Human T-cell lymphotropic virus type 1 (HTLV-1) transcriptional activation is mediated by the viral transactivator, Tax, and three 21-bp repeats (Tax response element [TxRE]) located in the U3 region of the viral long terminal repeat (LTR). Each TxRE contains a core cyclic AMP response element (CRE) flanked by 5' G-rich and 3' C-rich sequences. The TxRE binds CREB (CRE-binding protein) and Tax to form a ternary complex and confers Tax-dependent transactivation. Recent data indicate that Tax functions as a specific link to connect CREB-binding protein (CBP)/p300 in a phosphorylation-independent manner to CREB/ATF-1 assembled on the viral 21-bp repeats. Glutathione S-transferase pull-down performed with Tax deletion mutants and peptide competition have localized the site in Tax critical for binding CBP/p300 to a highly protease-sensitive region around amino acid residues 81 to 95 (81QRTSKTLKVLTPPIT95) which lies between the domains previously proposed to be important for CREB binding and Tax subunit dimerization. Amino acid residues around the trypsin- and chymotrypsin-sensitive sites (88KVL90) of Tax bear resemblance to those in the kinase-inducible domain of CREB (129SRRPSYRKILNE140) surrounding Ser-133, which undergoes signal-induced phosphorylation to recruit CBP/p300. Site-directed mutagenesis of residues in this domain (R82A, K85A, K88A, and V89A) resulted in proteins which failed to transactivate from the HTLV-1 LTR in vivo.
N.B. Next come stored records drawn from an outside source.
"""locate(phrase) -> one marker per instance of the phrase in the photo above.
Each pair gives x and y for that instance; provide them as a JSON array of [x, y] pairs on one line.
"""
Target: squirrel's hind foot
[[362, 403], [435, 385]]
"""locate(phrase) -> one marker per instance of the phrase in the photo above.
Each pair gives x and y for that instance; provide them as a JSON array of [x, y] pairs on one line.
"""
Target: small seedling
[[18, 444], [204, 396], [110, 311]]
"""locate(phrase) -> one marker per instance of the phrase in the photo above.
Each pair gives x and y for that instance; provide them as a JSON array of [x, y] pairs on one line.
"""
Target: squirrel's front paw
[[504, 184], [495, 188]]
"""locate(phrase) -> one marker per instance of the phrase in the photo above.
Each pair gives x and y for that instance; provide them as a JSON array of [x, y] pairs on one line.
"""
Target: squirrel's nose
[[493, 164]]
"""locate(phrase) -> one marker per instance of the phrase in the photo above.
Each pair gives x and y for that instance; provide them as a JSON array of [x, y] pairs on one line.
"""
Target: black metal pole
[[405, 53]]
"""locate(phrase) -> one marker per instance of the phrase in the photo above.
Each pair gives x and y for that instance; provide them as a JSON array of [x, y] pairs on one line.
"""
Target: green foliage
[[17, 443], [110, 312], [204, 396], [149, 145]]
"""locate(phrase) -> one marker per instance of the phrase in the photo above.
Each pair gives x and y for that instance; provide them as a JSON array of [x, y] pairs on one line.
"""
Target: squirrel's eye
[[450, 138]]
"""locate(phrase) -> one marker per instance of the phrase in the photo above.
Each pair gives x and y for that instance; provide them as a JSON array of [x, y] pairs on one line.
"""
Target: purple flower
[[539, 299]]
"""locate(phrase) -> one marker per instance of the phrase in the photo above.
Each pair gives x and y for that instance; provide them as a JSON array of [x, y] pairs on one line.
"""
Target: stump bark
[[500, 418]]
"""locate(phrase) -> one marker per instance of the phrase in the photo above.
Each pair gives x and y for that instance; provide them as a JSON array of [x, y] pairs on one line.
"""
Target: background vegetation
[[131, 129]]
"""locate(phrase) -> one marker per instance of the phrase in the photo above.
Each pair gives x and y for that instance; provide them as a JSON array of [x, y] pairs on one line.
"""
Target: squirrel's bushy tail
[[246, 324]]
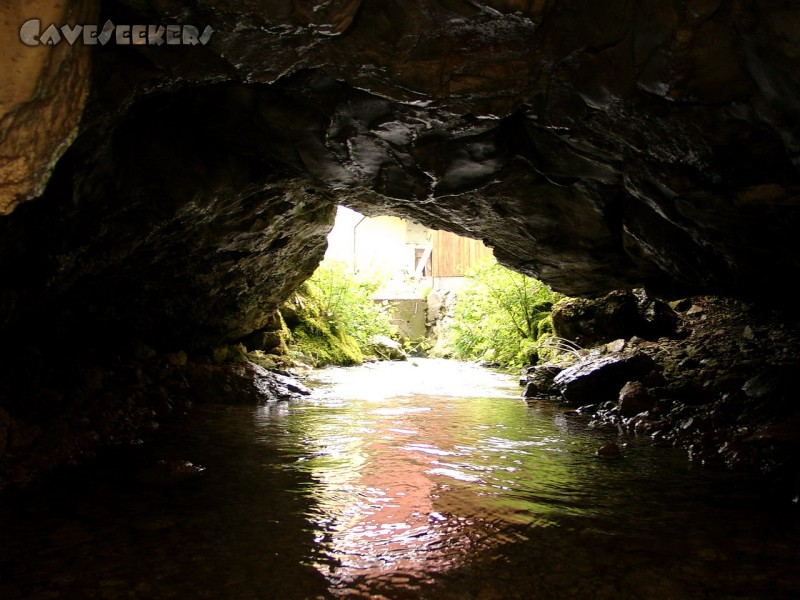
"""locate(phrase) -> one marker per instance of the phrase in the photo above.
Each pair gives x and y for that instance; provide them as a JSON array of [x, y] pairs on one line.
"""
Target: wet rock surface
[[724, 393]]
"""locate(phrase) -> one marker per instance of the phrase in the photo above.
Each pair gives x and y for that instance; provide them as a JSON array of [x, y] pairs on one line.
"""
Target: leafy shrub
[[334, 317], [501, 315]]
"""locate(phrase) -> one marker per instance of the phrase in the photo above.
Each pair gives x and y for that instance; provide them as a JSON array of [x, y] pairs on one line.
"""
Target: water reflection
[[409, 484], [372, 488]]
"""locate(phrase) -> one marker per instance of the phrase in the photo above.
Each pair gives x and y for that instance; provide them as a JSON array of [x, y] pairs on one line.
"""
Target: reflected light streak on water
[[410, 483]]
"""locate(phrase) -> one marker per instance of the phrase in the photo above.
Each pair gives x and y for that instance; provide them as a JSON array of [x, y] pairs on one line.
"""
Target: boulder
[[618, 315], [599, 379], [387, 348], [634, 398]]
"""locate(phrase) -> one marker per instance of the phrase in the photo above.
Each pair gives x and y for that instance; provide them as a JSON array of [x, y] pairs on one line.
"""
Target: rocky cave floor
[[723, 388]]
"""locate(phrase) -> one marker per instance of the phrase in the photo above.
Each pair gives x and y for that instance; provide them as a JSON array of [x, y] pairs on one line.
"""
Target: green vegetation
[[502, 316], [333, 318]]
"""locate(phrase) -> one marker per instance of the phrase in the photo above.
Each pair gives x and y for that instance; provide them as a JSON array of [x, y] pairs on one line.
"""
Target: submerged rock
[[594, 380], [387, 348], [618, 315]]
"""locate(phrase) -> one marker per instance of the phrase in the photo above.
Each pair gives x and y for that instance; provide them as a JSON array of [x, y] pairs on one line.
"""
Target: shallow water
[[426, 479]]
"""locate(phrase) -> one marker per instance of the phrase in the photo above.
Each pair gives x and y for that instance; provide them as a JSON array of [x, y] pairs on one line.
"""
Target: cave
[[158, 202]]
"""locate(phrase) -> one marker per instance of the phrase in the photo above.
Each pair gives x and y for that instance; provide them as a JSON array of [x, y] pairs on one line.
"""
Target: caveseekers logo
[[31, 34]]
These mutants (K85A, K88A, and V89A) bind CREB with similar affinities as wild-type Tax, yet interaction with CBP/p300 is abrogated in various biochemical assays, indicating that the recruitment of CBP/p300 is crucial for Tax transactivation. A Tax mutant, M47, defective in the COOH-terminal transactivation domain, continued to interact with CBP/p300, suggesting that interactions with additional cellular factors are required for proper Tax function.